Update the shared directory once and every app picks it up. Relative paths
resolve against the app root; a missing directory (e.g. a volume that was not
mounted) is skipped with a warning so the app still starts. The root path `/` is
reserved for the app's own `www/` -- mount shared files under a sub-path, or
simply drop them in a sub-folder of `www/` (also served, no config needed) if
they don't need to be shared across apps.
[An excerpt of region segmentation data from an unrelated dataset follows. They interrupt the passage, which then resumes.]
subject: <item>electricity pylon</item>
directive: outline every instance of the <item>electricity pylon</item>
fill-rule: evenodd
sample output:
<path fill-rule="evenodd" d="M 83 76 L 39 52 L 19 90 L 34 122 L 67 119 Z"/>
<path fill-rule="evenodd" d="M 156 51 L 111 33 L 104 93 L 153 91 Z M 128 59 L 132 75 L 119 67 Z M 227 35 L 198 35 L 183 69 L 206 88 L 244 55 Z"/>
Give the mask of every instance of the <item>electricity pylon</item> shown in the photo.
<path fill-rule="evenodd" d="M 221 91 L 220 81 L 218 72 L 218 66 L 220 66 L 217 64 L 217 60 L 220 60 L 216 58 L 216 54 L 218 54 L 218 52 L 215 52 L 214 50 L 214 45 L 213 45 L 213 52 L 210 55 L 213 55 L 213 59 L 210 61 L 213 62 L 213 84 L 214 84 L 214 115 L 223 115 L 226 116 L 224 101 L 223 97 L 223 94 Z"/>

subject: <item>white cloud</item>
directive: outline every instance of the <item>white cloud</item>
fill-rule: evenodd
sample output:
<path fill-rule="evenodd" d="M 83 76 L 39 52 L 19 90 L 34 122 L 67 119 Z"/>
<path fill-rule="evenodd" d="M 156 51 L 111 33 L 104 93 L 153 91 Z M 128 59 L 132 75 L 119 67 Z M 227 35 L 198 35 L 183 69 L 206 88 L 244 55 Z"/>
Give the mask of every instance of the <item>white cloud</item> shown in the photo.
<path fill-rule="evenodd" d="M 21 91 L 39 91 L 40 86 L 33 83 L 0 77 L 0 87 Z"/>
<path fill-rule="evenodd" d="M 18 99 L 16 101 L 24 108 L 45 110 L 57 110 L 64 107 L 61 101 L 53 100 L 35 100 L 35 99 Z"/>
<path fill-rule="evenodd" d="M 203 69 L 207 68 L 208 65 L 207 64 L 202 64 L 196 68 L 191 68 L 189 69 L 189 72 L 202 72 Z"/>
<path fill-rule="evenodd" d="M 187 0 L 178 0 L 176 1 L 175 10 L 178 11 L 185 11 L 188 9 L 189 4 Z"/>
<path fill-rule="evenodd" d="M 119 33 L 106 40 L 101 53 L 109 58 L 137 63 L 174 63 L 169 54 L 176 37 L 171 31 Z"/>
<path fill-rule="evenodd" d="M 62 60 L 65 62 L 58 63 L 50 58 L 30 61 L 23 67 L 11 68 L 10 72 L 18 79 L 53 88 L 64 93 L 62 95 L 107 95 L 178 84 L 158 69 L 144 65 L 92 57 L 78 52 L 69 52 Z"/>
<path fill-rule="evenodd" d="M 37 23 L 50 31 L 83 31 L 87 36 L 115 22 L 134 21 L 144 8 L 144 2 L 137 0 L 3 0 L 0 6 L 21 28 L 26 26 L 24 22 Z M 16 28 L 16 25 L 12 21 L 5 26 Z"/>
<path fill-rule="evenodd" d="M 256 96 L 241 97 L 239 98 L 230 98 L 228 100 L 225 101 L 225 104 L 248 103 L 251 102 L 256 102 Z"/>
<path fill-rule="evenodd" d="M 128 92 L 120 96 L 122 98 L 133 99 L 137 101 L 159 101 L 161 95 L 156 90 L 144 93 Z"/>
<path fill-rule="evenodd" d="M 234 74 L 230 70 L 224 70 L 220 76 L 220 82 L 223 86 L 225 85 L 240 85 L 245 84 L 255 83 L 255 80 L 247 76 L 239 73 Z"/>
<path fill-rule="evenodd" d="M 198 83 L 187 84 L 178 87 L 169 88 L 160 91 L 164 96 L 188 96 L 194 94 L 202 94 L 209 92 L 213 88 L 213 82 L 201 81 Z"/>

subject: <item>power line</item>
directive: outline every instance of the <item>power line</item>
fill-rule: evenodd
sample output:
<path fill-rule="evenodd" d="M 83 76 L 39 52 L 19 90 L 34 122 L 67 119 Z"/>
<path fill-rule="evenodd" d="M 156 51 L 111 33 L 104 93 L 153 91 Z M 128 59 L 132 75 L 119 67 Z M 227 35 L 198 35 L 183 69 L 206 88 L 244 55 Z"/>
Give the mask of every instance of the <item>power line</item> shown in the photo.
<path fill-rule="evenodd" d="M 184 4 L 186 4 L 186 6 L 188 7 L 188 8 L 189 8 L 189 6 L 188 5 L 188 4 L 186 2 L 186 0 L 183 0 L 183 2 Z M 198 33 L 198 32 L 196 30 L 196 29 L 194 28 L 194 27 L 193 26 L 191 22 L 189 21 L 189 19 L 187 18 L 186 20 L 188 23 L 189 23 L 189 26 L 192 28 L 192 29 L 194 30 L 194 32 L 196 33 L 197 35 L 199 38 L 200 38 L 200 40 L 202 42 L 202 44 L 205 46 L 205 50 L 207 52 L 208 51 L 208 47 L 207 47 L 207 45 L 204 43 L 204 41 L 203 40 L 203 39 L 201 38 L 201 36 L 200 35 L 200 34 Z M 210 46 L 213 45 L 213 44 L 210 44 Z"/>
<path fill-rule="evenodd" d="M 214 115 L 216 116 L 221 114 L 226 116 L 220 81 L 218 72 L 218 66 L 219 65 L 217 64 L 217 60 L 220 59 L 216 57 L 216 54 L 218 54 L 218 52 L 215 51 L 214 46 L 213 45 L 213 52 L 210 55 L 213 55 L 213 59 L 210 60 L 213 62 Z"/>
## Behind a reverse proxy / load balancer

Serve the app under a path prefix or a subdomain via your proxy (nginx, Traefik,
an ingress). The runtime resolves API paths against the page's base path, so an
app served under `/meu_app/` still calls its routes correctly. Run multiple
replicas freely — state lives in the client (cookies) or an external store, not
in the R process (see `vignette("aurora")` on `aurora_data_store()`).

## ShinyProxy

ShinyProxy launches the container like any Docker-backed app.
`aurora_shinyproxy_yaml()` emits the `proxy.specs` entry for you:

```{r}
aurora_shinyproxy_yaml(
  image = "org/meu_app:latest",
  dir   = "meu_app",              # defaults id / display-name from the app name
  env   = list(AURORA_ENV = "prod")
)
#> - id: meu_app
#>   display-name: meu_app
#>   container-image: org/meu_app:latest
#>   port: 8000
#>   container-env:
#>     AURORA_ENV: prod
```

Paste that under `proxy.specs` in your ShinyProxy config, or pass `wrap = TRUE`
for a complete `proxy: specs:` snippet (and `write = TRUE` to save it to a file).

## Ruscker

[Ruscker](https://github.com/StrategicProjects/ruscker) is a reverse proxy and
container orchestrator (a lightweight ShinyProxy alternative) that reads the
same `application.yml` schema and adds fields for stateless APIs and replica
pools. Because an aurora app *is* a stateless 'plumber2' API, `aurora_ruscker_yaml()`
emits a `type: api` spec: Ruscker load-balances a replica pool of the container
rather than running one container per session.

```{r}
aurora_ruscker_yaml(
  image = "org/meu_app:latest",
  dir   = "meu_app",              # defaults id / display-name from the app name
  rate_limit = "100/min",         # optional proxy-side throttle
  cors  = TRUE,                   # optional permissive CORS headers
  env   = list(AURORA_ENV = "prod")
)
#> - id: meu_app
#>   display-name: meu_app
#>   container-image: org/meu_app:latest
#>   type: api
#>   api:
#>     port: 8000
#>     docs-path: /__docs__
#>     health-path: /__healthz__
#>     rate-limit: 100/min
#>     cors: yes
#>   min-replicas: 0
#>   max-replicas: 3
#>   container-env:
#>     AURORA_ENV: prod
```

`min_replicas` defaults to `0` (spawn on demand); raise it to keep instances
warm, and set `max_replicas` for the auto-scale ceiling. As with ShinyProxy,
`wrap = TRUE` emits a full `proxy: specs:` snippet and `write = TRUE` saves it.

## Checklist

- [ ] Strong `AURORA_JWT_SECRET` injected at run time (if using auth).
- [ ] `AURORA_ENV=prod` and HTTPS terminated at the proxy.
- [ ] Image rebuilt after dependency changes (sysdeps are resolved at build).
- [ ] Health check wired to a public route (e.g. `/health`).